Back up in the dining room, Charlotte was speaking to the room. "I'm with Miss Shelley. I think this is preposterous and it's a fate worse than death to be held here with all of you a moment longer."

"Miss Shelley," Annabel said to the woman, "right before the lights went out, you rose to say something quite urgent."

"Fine," Mary sighed, downing the rest of her wine. She set the glass on the table. "You all may know that I initially published my seminal work, Frankenstein, anonymously. What you may not know is why. Years ago, my husband and I retreated to Lake Geneva with Lord Byron and his mistress. Your beau," she addressed Annabel, "Eddie Dantes, was also in attendance, as he was a friend of the great poet."

Ernest took a sip from his flask. He wasn't really listening anymore, he was watching Mary Ann. She consistently avoided his eyes but she was listening to Mary still. He just had to hope that they would both make it out of there alright.

"Byron entreated us to come up with a ghost story, and this is, of course, where I birthed my monster... who in turn birthed another monster. But perhaps there was yet another monster. You see, Eddie may have made a rogue suggestion, nothing more than a turn of phrase here or there but he insisted on taking more credit than he was due. I had to publish anonymously at first and ever since he swore that he would discredit all that I have accomplished."

"Okay, so, hella motive," Lenore said, pointing to Mary. "I swear I had nothing to do with his death, I didn't even know he was coming! And I've never even met Louisa May Alcott."

"You understand this is quite suspicious," Edgar said in a grave tone.

"Or it's pure coincidence," Charlotte cut in.

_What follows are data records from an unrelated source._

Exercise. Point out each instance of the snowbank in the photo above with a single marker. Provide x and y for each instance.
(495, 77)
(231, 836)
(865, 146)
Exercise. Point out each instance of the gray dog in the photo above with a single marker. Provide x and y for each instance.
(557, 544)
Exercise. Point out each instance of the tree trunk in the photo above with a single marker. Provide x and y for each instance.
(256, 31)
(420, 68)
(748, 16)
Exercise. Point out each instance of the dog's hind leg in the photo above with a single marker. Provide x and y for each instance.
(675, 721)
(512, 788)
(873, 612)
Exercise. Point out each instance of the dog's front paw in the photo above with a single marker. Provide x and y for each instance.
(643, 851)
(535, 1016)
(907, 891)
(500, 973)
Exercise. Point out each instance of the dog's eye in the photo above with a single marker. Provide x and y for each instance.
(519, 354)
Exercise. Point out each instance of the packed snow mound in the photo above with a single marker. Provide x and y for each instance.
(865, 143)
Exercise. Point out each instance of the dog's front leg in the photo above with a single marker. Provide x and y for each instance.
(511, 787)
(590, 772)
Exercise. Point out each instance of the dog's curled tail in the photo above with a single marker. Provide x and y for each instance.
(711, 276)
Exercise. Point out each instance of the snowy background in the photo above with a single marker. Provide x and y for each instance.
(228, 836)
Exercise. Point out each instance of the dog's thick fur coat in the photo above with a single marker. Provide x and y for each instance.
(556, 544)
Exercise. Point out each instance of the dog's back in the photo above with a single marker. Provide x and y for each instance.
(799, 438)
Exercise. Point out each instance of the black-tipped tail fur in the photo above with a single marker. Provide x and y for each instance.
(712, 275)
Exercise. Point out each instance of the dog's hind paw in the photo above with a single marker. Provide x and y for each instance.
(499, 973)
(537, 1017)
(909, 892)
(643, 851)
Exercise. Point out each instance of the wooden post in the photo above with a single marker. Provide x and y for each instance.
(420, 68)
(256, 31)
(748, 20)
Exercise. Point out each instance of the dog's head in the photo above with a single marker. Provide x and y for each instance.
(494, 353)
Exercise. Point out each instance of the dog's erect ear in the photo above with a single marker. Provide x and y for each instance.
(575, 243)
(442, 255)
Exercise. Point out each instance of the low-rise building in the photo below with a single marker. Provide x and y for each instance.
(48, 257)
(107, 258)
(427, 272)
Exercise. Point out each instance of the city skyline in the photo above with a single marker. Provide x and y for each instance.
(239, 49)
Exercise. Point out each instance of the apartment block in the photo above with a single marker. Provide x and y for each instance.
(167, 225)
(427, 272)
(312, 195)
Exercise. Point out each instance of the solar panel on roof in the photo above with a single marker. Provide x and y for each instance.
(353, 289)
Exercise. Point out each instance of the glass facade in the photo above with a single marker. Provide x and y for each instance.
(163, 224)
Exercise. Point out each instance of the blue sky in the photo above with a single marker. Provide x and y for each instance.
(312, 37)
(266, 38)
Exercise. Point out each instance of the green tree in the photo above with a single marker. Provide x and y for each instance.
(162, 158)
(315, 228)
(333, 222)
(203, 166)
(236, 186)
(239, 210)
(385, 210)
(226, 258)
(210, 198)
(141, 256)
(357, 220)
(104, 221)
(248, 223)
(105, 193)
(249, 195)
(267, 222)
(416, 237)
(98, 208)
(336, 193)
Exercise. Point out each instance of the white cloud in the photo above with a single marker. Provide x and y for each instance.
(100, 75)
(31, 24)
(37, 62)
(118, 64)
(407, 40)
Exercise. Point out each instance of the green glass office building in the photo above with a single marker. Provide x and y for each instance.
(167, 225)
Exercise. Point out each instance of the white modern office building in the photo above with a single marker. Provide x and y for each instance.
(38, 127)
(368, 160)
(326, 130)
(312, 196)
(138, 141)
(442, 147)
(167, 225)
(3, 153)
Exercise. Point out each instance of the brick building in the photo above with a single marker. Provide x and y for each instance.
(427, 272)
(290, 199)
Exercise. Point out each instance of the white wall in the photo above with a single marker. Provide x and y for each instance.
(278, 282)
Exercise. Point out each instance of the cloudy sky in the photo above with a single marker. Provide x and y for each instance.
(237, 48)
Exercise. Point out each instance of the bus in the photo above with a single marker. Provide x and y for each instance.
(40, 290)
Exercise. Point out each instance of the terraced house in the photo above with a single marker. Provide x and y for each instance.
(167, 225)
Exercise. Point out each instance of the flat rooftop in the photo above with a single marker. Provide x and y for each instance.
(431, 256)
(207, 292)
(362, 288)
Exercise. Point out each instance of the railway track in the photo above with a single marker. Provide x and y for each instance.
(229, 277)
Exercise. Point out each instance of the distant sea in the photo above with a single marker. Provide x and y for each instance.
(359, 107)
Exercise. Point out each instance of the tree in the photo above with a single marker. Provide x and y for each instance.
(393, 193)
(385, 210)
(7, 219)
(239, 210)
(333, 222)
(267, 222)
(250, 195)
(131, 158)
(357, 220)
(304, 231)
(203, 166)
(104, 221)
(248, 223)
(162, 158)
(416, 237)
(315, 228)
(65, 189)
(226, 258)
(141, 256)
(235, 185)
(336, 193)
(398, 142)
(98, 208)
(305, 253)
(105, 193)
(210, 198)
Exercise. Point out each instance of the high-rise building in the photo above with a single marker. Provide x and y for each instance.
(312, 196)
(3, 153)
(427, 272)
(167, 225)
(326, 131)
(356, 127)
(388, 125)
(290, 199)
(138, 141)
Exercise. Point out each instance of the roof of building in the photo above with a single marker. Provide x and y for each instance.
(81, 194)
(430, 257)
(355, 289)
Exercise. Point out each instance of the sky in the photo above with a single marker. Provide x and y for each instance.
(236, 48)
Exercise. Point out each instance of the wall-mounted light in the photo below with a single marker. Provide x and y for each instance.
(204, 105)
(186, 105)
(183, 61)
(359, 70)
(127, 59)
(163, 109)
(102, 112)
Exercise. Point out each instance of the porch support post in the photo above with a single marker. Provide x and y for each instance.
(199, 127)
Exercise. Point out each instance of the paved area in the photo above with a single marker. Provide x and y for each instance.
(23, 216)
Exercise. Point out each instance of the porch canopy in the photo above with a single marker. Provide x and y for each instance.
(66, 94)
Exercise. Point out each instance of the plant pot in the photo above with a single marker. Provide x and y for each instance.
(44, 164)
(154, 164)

"You also got a coincidence hidden in your britches?" Ernest said, glancing at Mary Ann. She still wouldn't look at him.

"Sweetie, if I had ever met that hunk of meat, he wouldn't have been Cinderella's plus one tonight," Charlotte laughed drily. "It would have been the ravishing Charlotte Brontë and her handsome lover, Eduardo Dantes. We would be the talk of the town..."

Edgar looked at her. "I'm sorry, what did you say?"

"Hm?"

"You said, 'Eduardo'."

"Well, yes. That was his name, wasn't it?" Charlotte asked.

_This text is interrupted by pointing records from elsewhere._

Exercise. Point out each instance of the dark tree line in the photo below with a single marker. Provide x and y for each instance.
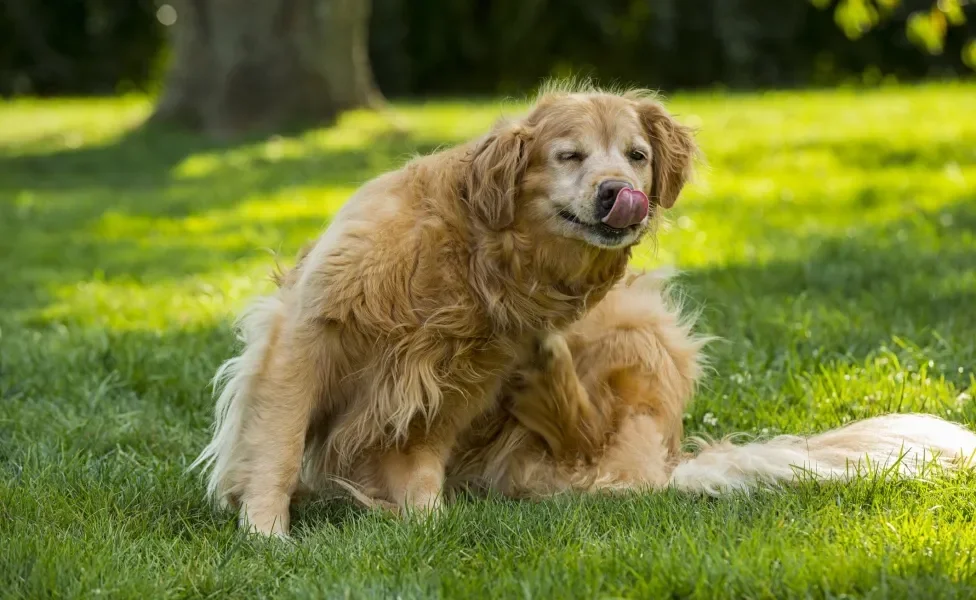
(245, 64)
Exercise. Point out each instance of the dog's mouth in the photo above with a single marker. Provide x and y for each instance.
(603, 230)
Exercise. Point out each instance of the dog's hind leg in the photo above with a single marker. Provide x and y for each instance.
(549, 399)
(285, 395)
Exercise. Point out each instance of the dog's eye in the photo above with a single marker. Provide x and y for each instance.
(570, 156)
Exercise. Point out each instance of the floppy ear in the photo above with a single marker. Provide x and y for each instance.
(494, 174)
(674, 152)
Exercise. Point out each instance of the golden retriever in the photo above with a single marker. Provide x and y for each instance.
(599, 407)
(398, 328)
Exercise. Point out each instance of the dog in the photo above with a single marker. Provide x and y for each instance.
(397, 329)
(598, 407)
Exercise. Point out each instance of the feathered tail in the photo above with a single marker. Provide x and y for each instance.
(903, 443)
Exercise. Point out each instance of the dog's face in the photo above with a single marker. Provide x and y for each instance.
(589, 167)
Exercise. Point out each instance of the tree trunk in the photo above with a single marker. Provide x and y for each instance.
(241, 66)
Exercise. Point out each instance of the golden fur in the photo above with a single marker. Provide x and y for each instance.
(598, 406)
(400, 324)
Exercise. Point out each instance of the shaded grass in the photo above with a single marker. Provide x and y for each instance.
(831, 244)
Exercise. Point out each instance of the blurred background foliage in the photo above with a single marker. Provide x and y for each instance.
(421, 47)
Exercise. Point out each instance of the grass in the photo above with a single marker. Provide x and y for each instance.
(831, 244)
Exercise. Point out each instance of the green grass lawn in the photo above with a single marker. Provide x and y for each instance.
(830, 243)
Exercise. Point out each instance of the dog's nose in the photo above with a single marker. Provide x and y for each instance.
(606, 195)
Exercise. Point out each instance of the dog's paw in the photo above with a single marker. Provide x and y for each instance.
(551, 349)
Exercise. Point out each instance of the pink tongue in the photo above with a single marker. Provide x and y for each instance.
(629, 208)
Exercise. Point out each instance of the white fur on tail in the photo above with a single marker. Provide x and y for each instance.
(902, 443)
(232, 381)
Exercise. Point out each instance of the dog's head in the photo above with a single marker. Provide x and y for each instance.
(589, 166)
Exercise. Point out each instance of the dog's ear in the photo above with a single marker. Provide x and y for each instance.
(497, 165)
(674, 152)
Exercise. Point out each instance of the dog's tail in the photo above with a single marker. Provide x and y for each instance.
(232, 382)
(898, 443)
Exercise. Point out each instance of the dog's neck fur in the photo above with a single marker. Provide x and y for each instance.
(524, 286)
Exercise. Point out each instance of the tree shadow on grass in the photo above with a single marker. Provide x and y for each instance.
(69, 213)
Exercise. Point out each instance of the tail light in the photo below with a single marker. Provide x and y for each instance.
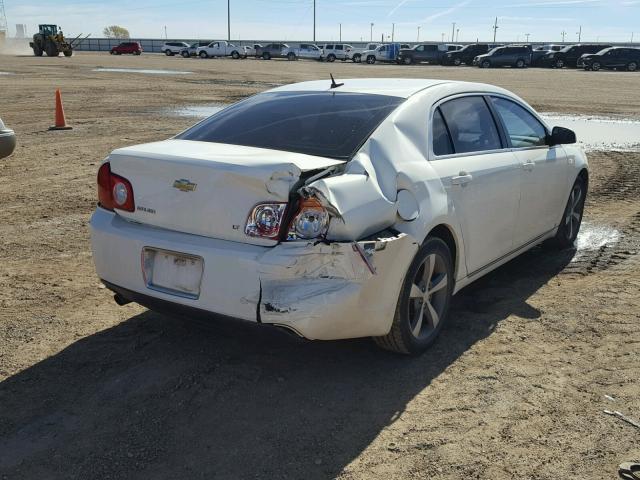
(114, 191)
(265, 220)
(311, 221)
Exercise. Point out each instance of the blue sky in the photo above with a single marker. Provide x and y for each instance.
(544, 20)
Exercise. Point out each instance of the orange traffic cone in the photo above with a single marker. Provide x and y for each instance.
(61, 123)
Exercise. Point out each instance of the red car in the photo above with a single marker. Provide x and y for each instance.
(127, 47)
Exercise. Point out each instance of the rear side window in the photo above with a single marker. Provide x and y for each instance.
(522, 128)
(326, 124)
(441, 140)
(471, 125)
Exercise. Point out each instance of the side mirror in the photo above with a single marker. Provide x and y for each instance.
(561, 136)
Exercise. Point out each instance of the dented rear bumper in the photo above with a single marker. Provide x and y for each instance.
(322, 291)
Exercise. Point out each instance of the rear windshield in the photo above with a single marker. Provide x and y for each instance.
(326, 124)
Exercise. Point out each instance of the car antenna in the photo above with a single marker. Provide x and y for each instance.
(333, 82)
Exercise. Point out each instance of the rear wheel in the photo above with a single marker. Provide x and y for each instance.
(572, 216)
(424, 300)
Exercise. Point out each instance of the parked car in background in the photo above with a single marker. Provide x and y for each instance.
(337, 51)
(467, 177)
(356, 53)
(133, 48)
(422, 53)
(539, 53)
(222, 48)
(192, 51)
(272, 50)
(305, 50)
(569, 55)
(384, 53)
(7, 140)
(465, 55)
(173, 48)
(619, 58)
(518, 56)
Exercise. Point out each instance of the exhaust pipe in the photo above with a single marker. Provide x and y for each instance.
(120, 300)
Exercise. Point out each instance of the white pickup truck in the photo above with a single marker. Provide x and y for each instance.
(222, 49)
(305, 50)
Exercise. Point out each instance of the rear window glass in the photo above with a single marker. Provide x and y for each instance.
(326, 124)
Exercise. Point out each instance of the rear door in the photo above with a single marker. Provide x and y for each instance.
(481, 176)
(544, 170)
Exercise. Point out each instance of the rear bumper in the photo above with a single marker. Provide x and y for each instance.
(321, 291)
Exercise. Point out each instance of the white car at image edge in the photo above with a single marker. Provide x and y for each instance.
(337, 210)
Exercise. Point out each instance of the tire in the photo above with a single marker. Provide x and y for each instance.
(571, 217)
(422, 306)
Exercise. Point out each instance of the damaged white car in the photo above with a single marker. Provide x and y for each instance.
(337, 210)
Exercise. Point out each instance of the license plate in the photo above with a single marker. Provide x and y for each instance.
(172, 272)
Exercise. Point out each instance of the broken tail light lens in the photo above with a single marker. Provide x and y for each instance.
(265, 220)
(311, 221)
(114, 191)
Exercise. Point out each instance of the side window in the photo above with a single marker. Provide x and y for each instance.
(441, 140)
(471, 125)
(522, 128)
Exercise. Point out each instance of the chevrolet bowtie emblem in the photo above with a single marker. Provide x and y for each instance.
(184, 185)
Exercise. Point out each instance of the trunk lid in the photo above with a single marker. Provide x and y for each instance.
(205, 188)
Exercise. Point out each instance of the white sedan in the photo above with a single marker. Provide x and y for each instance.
(337, 210)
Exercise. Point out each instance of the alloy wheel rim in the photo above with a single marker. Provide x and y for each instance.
(428, 296)
(573, 215)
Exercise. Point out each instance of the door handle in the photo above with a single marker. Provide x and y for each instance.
(529, 166)
(462, 179)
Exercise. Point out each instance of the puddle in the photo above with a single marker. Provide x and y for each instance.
(593, 237)
(141, 70)
(600, 133)
(196, 111)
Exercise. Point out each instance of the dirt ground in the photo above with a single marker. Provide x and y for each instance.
(514, 388)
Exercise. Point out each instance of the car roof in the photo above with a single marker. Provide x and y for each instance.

"I don't believe we ever said his full name," Annabel said delicately.

Charlotte was still smiling but it didn't reach her eyes. "Okay. So?"

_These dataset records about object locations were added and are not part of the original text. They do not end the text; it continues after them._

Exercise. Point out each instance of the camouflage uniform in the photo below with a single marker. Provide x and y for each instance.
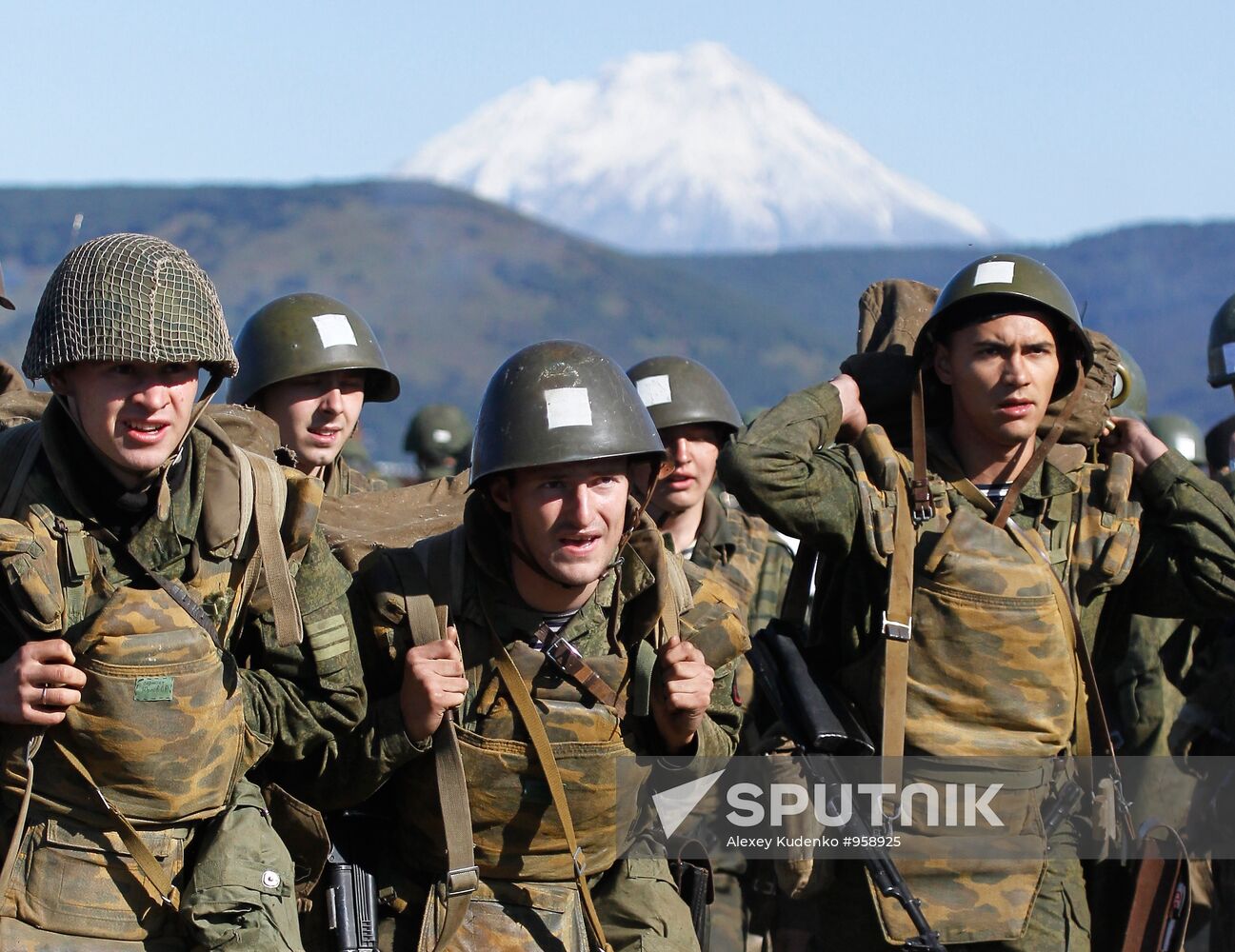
(202, 657)
(1182, 566)
(520, 852)
(744, 553)
(293, 702)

"Well, if I heard the name 'Eddie', I wouldn't assume his full name was 'Eduardo'. That's quite unique - I would assume it was 'Edgar'," said Edgar.

"No, you would assume it was 'Edward'," Oscar said.

"No-"

"'Edward' is most common long name for 'Eddie'," Fyodor leaned in.

"No, there are many common long names for Eddie. 'Edwin'," Edgar said. "Ed... br. Edbrm... Edberv? Edg-Edgrm. That's French. Ed- Eddle..." Everyone looked at him in disbelief. "Ed Eddle."

"The point is, you were familiar with our deceased guest," HG said.

"Oh. Fine. I find this coincidence strange and confusing, possibly incriminating, which is the only reason I resisted initially, but I have nothing to hide." Everyone looked at her expectantly. "Eddie was a banker who was foreclosing on our family home," she said quickly.

"Okay, hold up," Lenore said. "We are officially entering mystery mode and Agatha Christie is still late. We've gotta take notes. Who here is the best writer?"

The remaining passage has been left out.